わるいけど安直なコメントは無理やわ

10月12日は「琵琶湖総合保全学術委員会」に出席しました。11時45分から15時までは船で琵琶湖をまわってその現状を見て、それから2時間会議。「現状を見る」には、かつてホンモロコがたくさん採れていた所で地引き網をして、一体何が入っているかを委員に見てもらうという企画もありました。
「だって現状も分からないで議論もないでしょう?地引き網、本当は私も行きたかったのに。。。

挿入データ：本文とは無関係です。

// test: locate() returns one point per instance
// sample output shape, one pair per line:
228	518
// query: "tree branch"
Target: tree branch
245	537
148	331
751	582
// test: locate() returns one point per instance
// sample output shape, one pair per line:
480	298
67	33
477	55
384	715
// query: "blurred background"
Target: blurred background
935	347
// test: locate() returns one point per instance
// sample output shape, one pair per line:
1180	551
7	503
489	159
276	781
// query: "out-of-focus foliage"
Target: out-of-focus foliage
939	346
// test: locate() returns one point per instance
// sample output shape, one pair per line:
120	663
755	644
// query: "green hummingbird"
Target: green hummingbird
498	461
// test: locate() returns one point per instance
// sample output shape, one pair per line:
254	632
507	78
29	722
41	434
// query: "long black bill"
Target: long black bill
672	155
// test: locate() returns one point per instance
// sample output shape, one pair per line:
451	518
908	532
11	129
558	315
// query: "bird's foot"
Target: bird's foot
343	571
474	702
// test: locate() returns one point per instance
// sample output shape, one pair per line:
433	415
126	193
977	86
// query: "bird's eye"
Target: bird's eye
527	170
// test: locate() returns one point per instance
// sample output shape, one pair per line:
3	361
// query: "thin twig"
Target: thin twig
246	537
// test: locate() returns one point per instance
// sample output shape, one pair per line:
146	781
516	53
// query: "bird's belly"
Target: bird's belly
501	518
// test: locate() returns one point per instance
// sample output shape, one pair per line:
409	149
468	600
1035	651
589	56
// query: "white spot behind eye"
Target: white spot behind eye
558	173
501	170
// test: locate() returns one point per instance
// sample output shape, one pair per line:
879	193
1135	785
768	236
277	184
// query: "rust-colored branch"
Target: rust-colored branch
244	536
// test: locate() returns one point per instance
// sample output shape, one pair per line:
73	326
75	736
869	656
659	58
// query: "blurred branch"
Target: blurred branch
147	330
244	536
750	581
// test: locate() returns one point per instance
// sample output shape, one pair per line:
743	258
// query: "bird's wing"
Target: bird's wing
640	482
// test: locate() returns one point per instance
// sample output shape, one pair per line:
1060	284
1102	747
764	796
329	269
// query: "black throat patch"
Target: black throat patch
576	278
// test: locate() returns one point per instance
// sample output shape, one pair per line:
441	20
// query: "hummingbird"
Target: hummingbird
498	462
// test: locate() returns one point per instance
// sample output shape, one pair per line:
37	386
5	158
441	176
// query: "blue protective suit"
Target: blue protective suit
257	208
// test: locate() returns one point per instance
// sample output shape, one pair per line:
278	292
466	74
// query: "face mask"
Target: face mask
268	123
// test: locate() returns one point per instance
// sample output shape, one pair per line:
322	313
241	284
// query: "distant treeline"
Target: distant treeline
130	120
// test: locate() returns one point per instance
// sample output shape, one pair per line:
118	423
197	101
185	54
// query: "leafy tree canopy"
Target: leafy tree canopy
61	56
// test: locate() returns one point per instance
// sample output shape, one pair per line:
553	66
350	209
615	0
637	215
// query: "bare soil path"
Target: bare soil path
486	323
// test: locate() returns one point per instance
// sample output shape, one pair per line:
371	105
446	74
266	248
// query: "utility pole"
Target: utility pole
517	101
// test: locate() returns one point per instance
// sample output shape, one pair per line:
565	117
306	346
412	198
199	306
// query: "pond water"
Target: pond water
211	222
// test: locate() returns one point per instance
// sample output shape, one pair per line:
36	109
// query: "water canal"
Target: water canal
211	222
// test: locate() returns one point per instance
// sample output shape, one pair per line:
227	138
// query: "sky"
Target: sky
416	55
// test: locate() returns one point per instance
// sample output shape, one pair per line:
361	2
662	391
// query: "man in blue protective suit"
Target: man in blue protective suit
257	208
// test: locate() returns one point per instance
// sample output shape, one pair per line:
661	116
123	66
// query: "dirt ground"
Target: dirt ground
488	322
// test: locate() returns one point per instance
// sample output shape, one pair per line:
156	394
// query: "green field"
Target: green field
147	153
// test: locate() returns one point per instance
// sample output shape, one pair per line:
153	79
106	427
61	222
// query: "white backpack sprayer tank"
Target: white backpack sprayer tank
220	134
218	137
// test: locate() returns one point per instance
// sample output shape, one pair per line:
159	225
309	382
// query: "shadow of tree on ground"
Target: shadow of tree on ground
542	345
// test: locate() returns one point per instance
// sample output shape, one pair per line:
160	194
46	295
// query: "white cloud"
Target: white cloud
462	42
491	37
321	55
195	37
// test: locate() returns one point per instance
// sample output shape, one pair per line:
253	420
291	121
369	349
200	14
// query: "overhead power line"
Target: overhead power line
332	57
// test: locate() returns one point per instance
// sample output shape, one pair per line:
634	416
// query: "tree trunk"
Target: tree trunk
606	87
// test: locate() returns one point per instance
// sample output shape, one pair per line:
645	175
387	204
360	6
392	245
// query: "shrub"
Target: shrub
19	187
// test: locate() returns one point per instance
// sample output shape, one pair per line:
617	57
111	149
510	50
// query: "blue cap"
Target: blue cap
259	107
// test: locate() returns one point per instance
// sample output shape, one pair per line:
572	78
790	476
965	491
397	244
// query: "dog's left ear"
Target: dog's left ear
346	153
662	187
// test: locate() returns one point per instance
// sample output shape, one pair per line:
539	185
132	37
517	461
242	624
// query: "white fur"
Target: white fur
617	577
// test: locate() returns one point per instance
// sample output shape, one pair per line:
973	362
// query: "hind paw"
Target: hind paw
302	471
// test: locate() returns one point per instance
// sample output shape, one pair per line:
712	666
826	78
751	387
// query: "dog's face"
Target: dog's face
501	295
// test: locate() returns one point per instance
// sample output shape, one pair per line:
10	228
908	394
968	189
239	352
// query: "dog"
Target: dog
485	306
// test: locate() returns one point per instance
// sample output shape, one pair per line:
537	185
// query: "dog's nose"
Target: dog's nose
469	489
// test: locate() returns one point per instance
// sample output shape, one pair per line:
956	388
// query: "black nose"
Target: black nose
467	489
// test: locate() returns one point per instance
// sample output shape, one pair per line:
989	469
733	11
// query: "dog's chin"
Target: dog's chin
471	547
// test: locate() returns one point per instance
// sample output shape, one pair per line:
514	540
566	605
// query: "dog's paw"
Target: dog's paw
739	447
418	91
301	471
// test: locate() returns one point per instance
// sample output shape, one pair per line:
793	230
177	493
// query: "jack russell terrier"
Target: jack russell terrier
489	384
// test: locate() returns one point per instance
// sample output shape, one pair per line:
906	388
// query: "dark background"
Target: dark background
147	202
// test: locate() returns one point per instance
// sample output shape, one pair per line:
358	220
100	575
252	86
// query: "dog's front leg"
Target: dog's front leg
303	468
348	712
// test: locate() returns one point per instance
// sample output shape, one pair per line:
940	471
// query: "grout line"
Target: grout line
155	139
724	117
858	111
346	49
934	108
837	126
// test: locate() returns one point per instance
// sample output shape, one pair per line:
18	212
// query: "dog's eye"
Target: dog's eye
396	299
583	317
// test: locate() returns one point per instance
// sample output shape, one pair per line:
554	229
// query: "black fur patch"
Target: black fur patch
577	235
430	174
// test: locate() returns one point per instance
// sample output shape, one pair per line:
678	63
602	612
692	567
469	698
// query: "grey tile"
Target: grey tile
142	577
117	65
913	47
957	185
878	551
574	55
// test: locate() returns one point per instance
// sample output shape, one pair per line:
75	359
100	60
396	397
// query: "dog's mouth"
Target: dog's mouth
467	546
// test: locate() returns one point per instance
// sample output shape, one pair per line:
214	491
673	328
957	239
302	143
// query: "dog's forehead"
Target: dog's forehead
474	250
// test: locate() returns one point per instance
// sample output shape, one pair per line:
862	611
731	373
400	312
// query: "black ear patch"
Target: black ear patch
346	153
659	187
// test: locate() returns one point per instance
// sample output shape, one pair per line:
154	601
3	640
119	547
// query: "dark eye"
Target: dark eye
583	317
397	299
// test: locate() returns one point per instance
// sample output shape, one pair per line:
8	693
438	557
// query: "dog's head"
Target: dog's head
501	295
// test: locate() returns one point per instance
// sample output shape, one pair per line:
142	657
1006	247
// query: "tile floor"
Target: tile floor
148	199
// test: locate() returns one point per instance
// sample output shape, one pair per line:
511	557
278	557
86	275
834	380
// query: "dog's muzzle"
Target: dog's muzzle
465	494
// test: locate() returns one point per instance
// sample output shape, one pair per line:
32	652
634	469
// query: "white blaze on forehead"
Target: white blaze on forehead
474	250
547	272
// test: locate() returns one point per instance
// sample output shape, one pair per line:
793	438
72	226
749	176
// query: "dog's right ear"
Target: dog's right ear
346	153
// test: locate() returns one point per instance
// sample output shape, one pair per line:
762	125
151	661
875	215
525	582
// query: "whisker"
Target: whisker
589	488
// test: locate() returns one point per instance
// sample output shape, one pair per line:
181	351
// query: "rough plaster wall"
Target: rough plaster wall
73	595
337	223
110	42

」とは、翌日お会いした嘉田知事の「もっとも」な弁。
さて、その地引き網、委員も胴長や長靴、軍手をお借りして、一緒に網を引きました。

入っていたのはご覧のように、ほとんどブラックバス。後で測ったら、在来魚500g、外来魚5kg、うち1尾だけがブルーギルで、残りは全部バス。

取材に来ていたNHKさんが「ご覧になっていかがですか?」「バスが多いですね。」「このような琵琶湖の現状について、どう思われますか?」「まあこの網の中はバスが多いですけど、この目合いなら小さい在来魚は逃げてますし、これだけでは何とも。。」「でもバスばかりですよね?」「でも琵琶湖全体ではバスの3倍くらいギルがいるはずなのに、ここでは1尾ですよね。ここでこういう採り方をすればこうなった、としか現時点では何も言えません。」
いや、何を言ってほしいのかはよく分かってたんですよ。NHKさん、ごめんなさいね。でもある場所である方法での1回限りのサンプリングで「琵琶湖」について何か言うなんて、科学者としてはできません。状況が分かっている場所で、自分が仮説を立てて、それを証明するために行った実験ならともかく。
因みに、それまではいつも大津の方にはそうしているように安心して由緒正しい日本語(=大阪弁)で話していたのですけど、NHKと見てすぐに標準語モードに切り替わりました。所属も東大だから、よそ者が初めて琵琶湖を見たのだと思われたかもしれません。実は私は、夏になると大阪から家族で琵琶湖に「海水浴」に来て泳いだり、瀬田川でモロコを採ったりしていた、今から思うとすごく贅沢な経験ができた世代なのでした。